23.4 Vrijwaringszone - molenbiotoop - zichtas
Toegestane functie(s)   Nadere voorwaarden  
De gronden ter plaatse van de aanduiding 'vrijwaringszone - molenbiotoop - zichtas' zijn, behalve voor de daar voorkomende bestemmingen, mede bestemd voor de bescherming van de functie van de molen als werktuig en zijn waarde als landschapsbepalend element.   Ter plaatse van de aanduiding 'vrijwaringszone - molenbiotoop - zichtas' zijn in afwijking van het bepaalde in artikel 23.3 bomen en andere opgaande beplanting niet toegestaan.  

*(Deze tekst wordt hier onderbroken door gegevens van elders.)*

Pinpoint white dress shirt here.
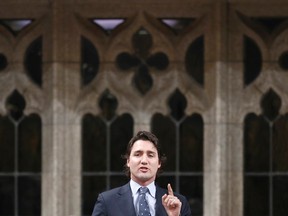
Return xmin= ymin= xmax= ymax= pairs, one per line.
xmin=130 ymin=179 xmax=156 ymax=216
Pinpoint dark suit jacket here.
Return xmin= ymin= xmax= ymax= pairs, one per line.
xmin=92 ymin=183 xmax=191 ymax=216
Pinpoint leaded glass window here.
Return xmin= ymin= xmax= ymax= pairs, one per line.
xmin=152 ymin=90 xmax=203 ymax=216
xmin=82 ymin=90 xmax=133 ymax=216
xmin=0 ymin=91 xmax=42 ymax=216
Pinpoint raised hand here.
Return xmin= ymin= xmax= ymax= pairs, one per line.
xmin=162 ymin=184 xmax=182 ymax=216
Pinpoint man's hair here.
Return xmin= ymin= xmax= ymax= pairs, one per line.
xmin=122 ymin=131 xmax=167 ymax=177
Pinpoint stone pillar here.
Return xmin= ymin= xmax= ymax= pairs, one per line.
xmin=42 ymin=0 xmax=81 ymax=216
xmin=204 ymin=0 xmax=231 ymax=216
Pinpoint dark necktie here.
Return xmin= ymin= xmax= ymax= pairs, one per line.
xmin=139 ymin=187 xmax=151 ymax=216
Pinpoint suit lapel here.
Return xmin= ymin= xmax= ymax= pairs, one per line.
xmin=115 ymin=183 xmax=136 ymax=216
xmin=155 ymin=185 xmax=167 ymax=216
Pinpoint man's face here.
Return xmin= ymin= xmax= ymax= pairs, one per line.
xmin=127 ymin=140 xmax=161 ymax=186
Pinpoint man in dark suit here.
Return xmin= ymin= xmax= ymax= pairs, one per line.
xmin=92 ymin=131 xmax=191 ymax=216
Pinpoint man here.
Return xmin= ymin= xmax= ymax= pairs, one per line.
xmin=92 ymin=131 xmax=191 ymax=216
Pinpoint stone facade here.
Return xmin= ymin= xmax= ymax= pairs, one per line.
xmin=0 ymin=0 xmax=288 ymax=216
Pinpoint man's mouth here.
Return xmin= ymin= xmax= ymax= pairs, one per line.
xmin=139 ymin=167 xmax=148 ymax=172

Artikel 24 Algemene afwijkingsregels

  Afwijken met een omgevingsvergunning van het bepaalde in dit plan is mogelijk van:   Nadere voorwaarden:  
a.   de in het plan genoemde goothoogten, bouwhoogten, oppervlaktematen en percentages en afstandseisen, tot maximaal 10% van deze hoogten, maten, percentages en afstandseisen   1. de belangen van de eigenaren en/of gebruikers van betrokken en nabijgelegen gronden worden niet onevenredig geschaad;

2. het straat- en bebouwingsbeeld en de verkeersveiligheidsbelangen worden niet onevenredig geschaad.  
b.   de regels voor het toestaan van het overschrijden van bouwgrenzen tot maximaal 2,5 m   1. de belangen van de eigenaren en/of gebruikers van betrokken en nabijgelegen gronden worden niet onevenredig geschaad;

2. het straat- en bebouwingsbeeld en de verkeersveiligheidsbelangen worden niet onevenredig geschaad.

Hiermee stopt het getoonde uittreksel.